Warning signs to check
- The driver, equipment, or carrier identity differs from the confirmed pickup record.
- A new contact changes pickup information shortly before arrival.
- Documents contain inconsistent logos, addresses, phone numbers, fonts, or signatures.
- The requester resists independent callbacks or facility security procedures.
Preserve evidence before accounts or messages change
- Save the original rate confirmation, bill of lading, proof of delivery, invoices, dispatch records, and payment instructions.
- Export emails with headers, text messages, call logs, platform messages, login alerts, and account-change notices.
- Record dates, times, phone numbers, email addresses, URLs, IP or device alerts, DOT and MC numbers, vehicle details, locations, and names used.
- Keep originals in read-only storage and work from copies.
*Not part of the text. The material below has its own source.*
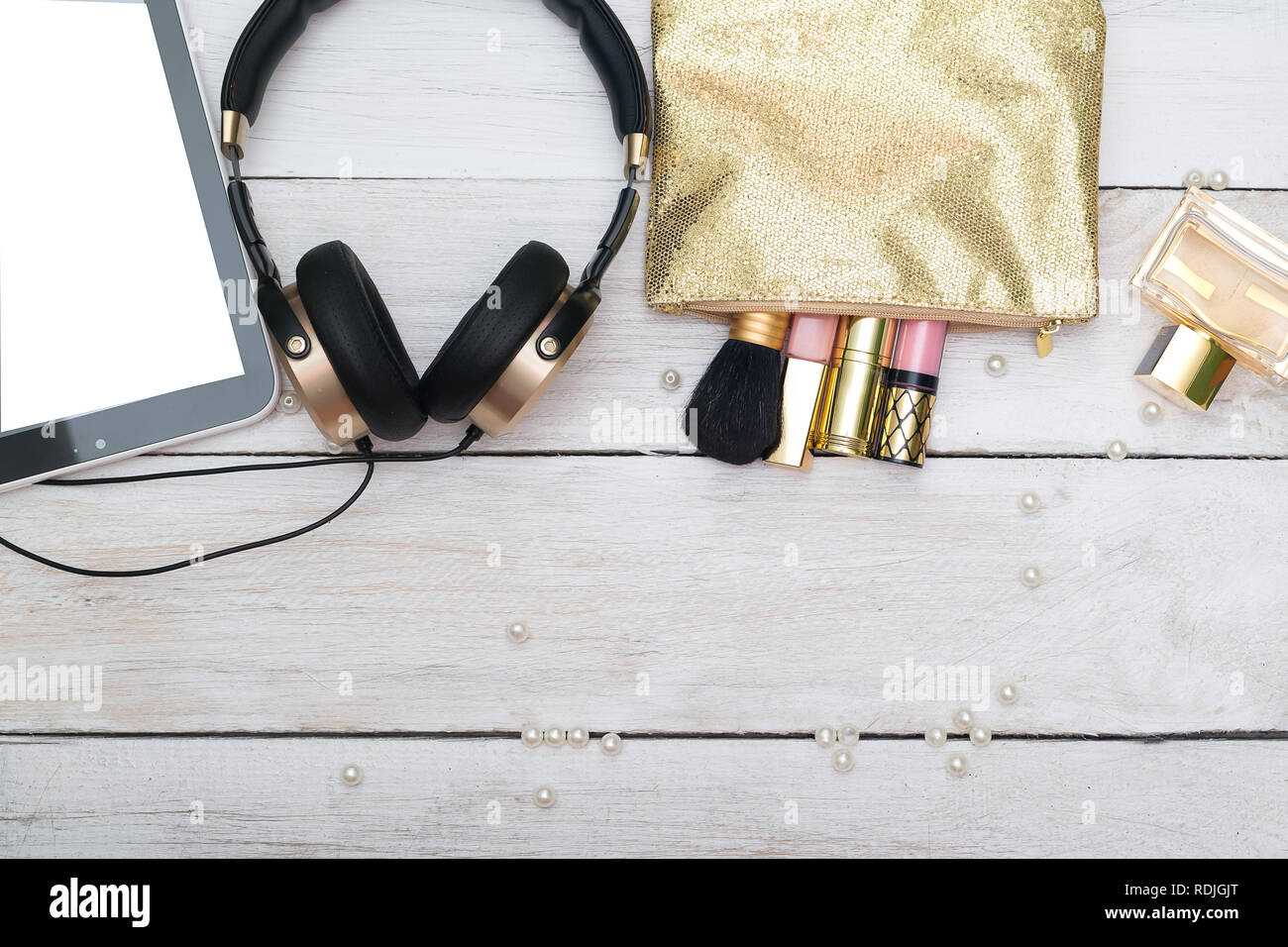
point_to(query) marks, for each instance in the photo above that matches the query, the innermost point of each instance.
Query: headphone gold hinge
(635, 147)
(235, 134)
Do not publish personal, banking, login, or identity documents.
Use the appropriate official reporting channel
The correct destination depends on what happened. FMCSA provides transportation-industry fraud guidance and the National Consumer Complaint Database. Cyber-enabled fraud may also belong with FBI IC3; suspected fraud affecting U.S. Department of Transportation programs may be reported to DOT OIG; consumer fraud can be reported to the FTC.
- Contact 911 or local law enforcement when there is immediate danger or an active theft.
- Report promptly and keep the confirmation or complaint number from every agency.
- Notify affected insurers, load boards, banks, factoring companies, customers, and business partners through independently verified contact details.
What FFVN can and cannot do
FFVN is an independent awareness and support initiative. It is not a regulator, law-enforcement agency, court, insurer, or law firm, and an FFVN submission is not an official complaint.
FFVN can publish carefully reviewed education, point to primary sources, and consider consented first-hand accounts. It does not determine guilt, recover funds, direct an investigation, or replace professional legal, insurance, security, or regulatory advice.